Über das Göttliche Tropaion aus einer Hemerose vice versa[/b]

oder

Über Wort und Begriff (in nuce)[/b]


[..] Friedrichs Friedhofseingang macht mich weinen.

Philomela hat die Griechische Tragödie zum Ausschwitzen gebracht! Ich tropfe Blut und tropfe Öl und aller dieser göttlichen Weis! Die Griechische Mythologie trägt den Stamm der Psyche in die Welt! Die Schönheit der Bäume und der rächenden Hetäre!
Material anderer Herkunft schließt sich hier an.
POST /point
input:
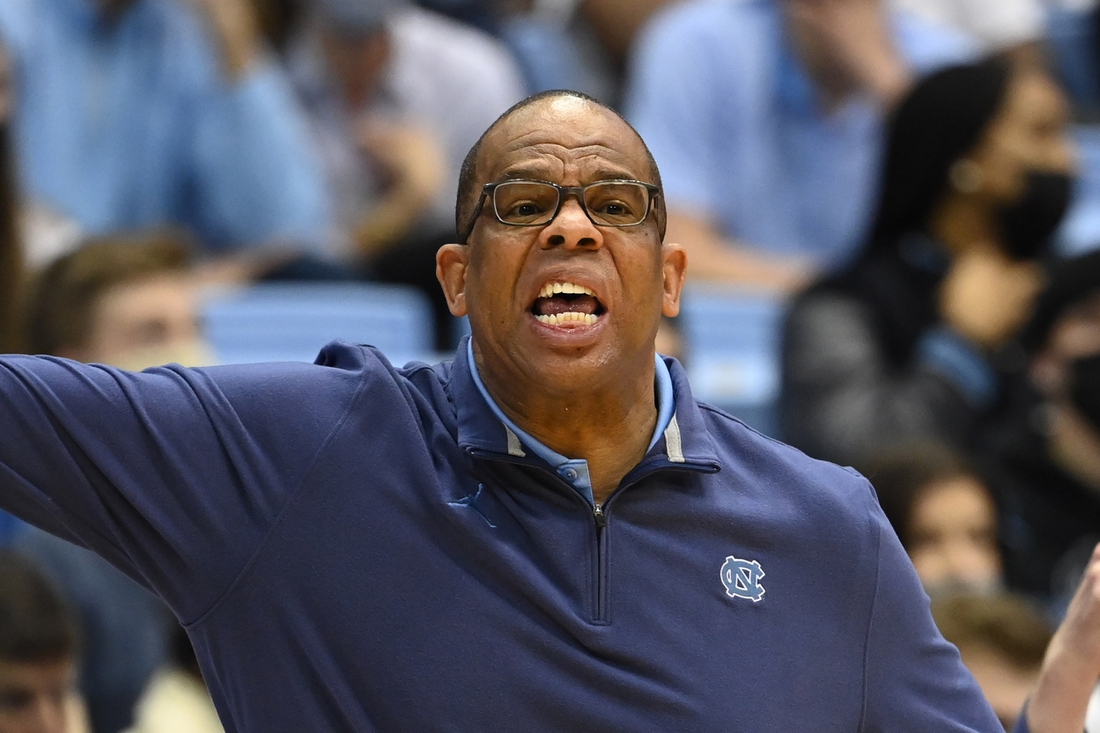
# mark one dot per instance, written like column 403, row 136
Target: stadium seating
column 285, row 321
column 732, row 341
Kein häreneres Übel als das des Tereus über seinen Sohne hätte mich je neugieriger lernen gemacht, was die Menschenheit vertragen könnt! was sie ja ausgesprochen hat! Und hätte sie's vertragen, wer könnte heute mit Aisance darüber lachen: »Überwunden haben wir das nun!«

Und überwunden hätten wir Dädalus, der die göttliche Natur nachmachte! Und Menoitios, der er viel frevelte und dann von Zeus zurechtgewiesen. Der er viel frevelte und kein Maß halten konnte, sich nachgerad selbstentleeret hatte! Und allen voran den Tantalus, der die Götter düpierte, von großer Neidschaft geschoben - er verdarb! Nicht weniger den Marsyas, der sich im Agon mit Apoll gemessen und zum Schluße dafür ihm sein Menschenkleid vom Leibe gezogen wurde: »Sieh, vergänglich bist Du und so faulig! - Aber Dein Blut soll die Menschen warnen! es gäret länger in der Erde, als Deine Seel die Menschheit müde macht - und lebensmüde macht's sie freilich!«
Dieses sein Verhängnis, das dem Silen aus Selbstwillen und Maenis widerfahren, aus der Halbmenschlichkeit ausgeboren, so ihm das Agnom Der Überhebliche zueigen werde, der er viel Sühne darauf tat und starb, entfachet unsere schnellsten Menschen! Wiewohl wollte Ich jene Schicksalhaftigkeit dieses Satyrn gegen jene Art Ananke setzen, die dem Kyparissos das Leiden der Seele und dem allen, wovon der Mensch sich nicht erholen- weniger denn davor wegsehen kann, beibrachte, welch Gewächs aus allem Trocknen treibet! - Ein Hirsche war dem Jüngling Kyparissos - welcher selbst ein Liebling des Apollon war - Freund und Gefährte gewesen. Als er dem Geschöpfe dann im Unterholz, zwischen Halbdunkel und Geäst, im Versehen einen Speer in dessen Leib gerammt, verstarb das Tier und mit ihm die Freud. So wollt der Knabe also nicht mehr sein und sich das Leben darum nehmen, um ius talionis sein Vergehen vor Gott und diesem Tier zu tilgen. Da wurde er - die Quellen sind reizbar - aus Sänfte oder Abbitte vom schönen Apoll in die Zypresse verwandelt, um den Menschen hinkünft'g Zeichen zu sein für dieses alles schnelle Sterben. Und so ward die Zypresse traurig. Und hätte man meiner auf den Höfen geraten: »Gräme Dich nicht allzu lang- und bestens gar nicht, weil die Dinge gehen und Du so lebest, als ob Du gar nicht sterben könnt'st!« So hätte Milde Ich getan vor allen schleim'gen Sonnen, die nach dem fremden Tod gekommen sein sollen, und geschaffen hätte Ich roter Hand: Unsterbbares und neue Gräber, Synthema und Holzskulptur, freie Betten für die Seelen und Kurrentschrift für die guten Geister, ehedem das Maleficium, der Tod des Ebers mich gereihert, in der Küchediel die Fensterschwell, und Vaters blondes Aug mich tröstend.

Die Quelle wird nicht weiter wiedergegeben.